C'est cette expérience "décomplexée" qui, raconte-il, l'a façonné : choix des solistes, sans audition préalable, jeu sur des instruments d’époque, répertoire choisi par les musiciens eux-mêmes... : "J’ai importé tout ça quand je suis avec des orchestres institutionnels" raconte celui pour qui "l’écoute se fédère et ne vient pas du chef, mais d’une ambiance."

"Faire un orchestre dans un pays dont le symbole est le coq, où il y a eu 1789, et où le 21 janvier 1793, on a coupé la tête du roi, où on a zigouillé le père symbolique (…) Maintenant on passe notre vie à tuer le père, du matin au soir dans la société (…) malgré tout ça, dans ce pays, il y a plein de choses qui bougent. Un jeune musicien actuel français sait très bien qu’il ne sera pas toute sa vie dans du Paganini tout seul sur scène, ou du Liszt au piano."

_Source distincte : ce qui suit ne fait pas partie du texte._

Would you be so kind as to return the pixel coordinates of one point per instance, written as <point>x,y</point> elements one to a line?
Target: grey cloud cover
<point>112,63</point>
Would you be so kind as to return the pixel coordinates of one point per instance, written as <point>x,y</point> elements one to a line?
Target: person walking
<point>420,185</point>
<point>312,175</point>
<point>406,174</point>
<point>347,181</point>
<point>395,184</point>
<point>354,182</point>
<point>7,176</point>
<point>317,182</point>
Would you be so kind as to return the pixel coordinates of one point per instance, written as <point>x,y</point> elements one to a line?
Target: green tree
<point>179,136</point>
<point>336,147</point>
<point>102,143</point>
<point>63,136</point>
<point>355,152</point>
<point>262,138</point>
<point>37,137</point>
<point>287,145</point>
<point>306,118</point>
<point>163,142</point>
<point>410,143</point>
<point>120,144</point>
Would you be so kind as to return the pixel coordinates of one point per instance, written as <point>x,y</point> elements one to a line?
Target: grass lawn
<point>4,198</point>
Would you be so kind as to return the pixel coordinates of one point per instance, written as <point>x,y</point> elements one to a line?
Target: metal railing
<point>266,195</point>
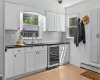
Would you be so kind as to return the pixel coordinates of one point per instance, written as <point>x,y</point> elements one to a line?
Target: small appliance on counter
<point>20,41</point>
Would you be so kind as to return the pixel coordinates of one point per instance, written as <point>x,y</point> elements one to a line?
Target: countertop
<point>32,45</point>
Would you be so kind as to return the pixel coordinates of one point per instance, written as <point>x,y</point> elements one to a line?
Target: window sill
<point>26,38</point>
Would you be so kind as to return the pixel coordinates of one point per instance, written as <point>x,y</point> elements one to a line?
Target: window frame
<point>68,17</point>
<point>39,24</point>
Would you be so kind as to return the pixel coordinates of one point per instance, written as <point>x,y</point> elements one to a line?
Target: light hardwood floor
<point>67,72</point>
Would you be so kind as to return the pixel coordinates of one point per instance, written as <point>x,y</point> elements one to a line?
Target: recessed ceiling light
<point>59,1</point>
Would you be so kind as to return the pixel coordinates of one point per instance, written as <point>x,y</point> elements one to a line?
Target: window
<point>72,25</point>
<point>30,23</point>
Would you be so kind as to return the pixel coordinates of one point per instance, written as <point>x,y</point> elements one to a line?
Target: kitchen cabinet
<point>95,35</point>
<point>36,58</point>
<point>64,53</point>
<point>12,16</point>
<point>50,21</point>
<point>41,60</point>
<point>62,23</point>
<point>19,61</point>
<point>9,63</point>
<point>30,61</point>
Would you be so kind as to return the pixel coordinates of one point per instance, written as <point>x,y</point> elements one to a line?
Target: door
<point>41,58</point>
<point>94,44</point>
<point>30,61</point>
<point>64,53</point>
<point>62,23</point>
<point>94,36</point>
<point>99,35</point>
<point>9,63</point>
<point>19,64</point>
<point>11,16</point>
<point>50,21</point>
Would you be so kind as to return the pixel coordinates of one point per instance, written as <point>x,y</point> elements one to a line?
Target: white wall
<point>82,53</point>
<point>42,5</point>
<point>1,37</point>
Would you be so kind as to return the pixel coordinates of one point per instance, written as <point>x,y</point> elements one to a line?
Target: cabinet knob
<point>5,50</point>
<point>18,50</point>
<point>15,55</point>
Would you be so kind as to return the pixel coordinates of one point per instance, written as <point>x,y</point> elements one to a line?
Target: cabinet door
<point>99,35</point>
<point>41,58</point>
<point>94,17</point>
<point>11,16</point>
<point>50,21</point>
<point>9,63</point>
<point>62,23</point>
<point>64,53</point>
<point>94,44</point>
<point>30,61</point>
<point>19,64</point>
<point>57,22</point>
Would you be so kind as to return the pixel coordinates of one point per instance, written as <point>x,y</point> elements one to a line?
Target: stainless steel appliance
<point>53,55</point>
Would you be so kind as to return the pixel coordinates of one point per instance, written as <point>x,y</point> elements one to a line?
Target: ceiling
<point>65,3</point>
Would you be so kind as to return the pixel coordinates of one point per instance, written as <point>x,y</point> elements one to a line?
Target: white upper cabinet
<point>55,22</point>
<point>12,16</point>
<point>50,21</point>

Pour lui, l’orchestre est semblable à une représentation du cosmos : "On peut très bien expliquer à un enfant que le timbalier représente la lune et le chef le soleil… enfin c’est comme ça, c’est un truc trapézoïdal, ou même plutôt triangulaire. C’est tout à fait allégorique." Une raison pour laquelle Emmanuel Krivine conçoit surtout le chef d'orchestre comme une oreille témoin : "Car le chef n’est là que pour témoigner. [Un orchestre ndlr] ça s’écoute tout seul."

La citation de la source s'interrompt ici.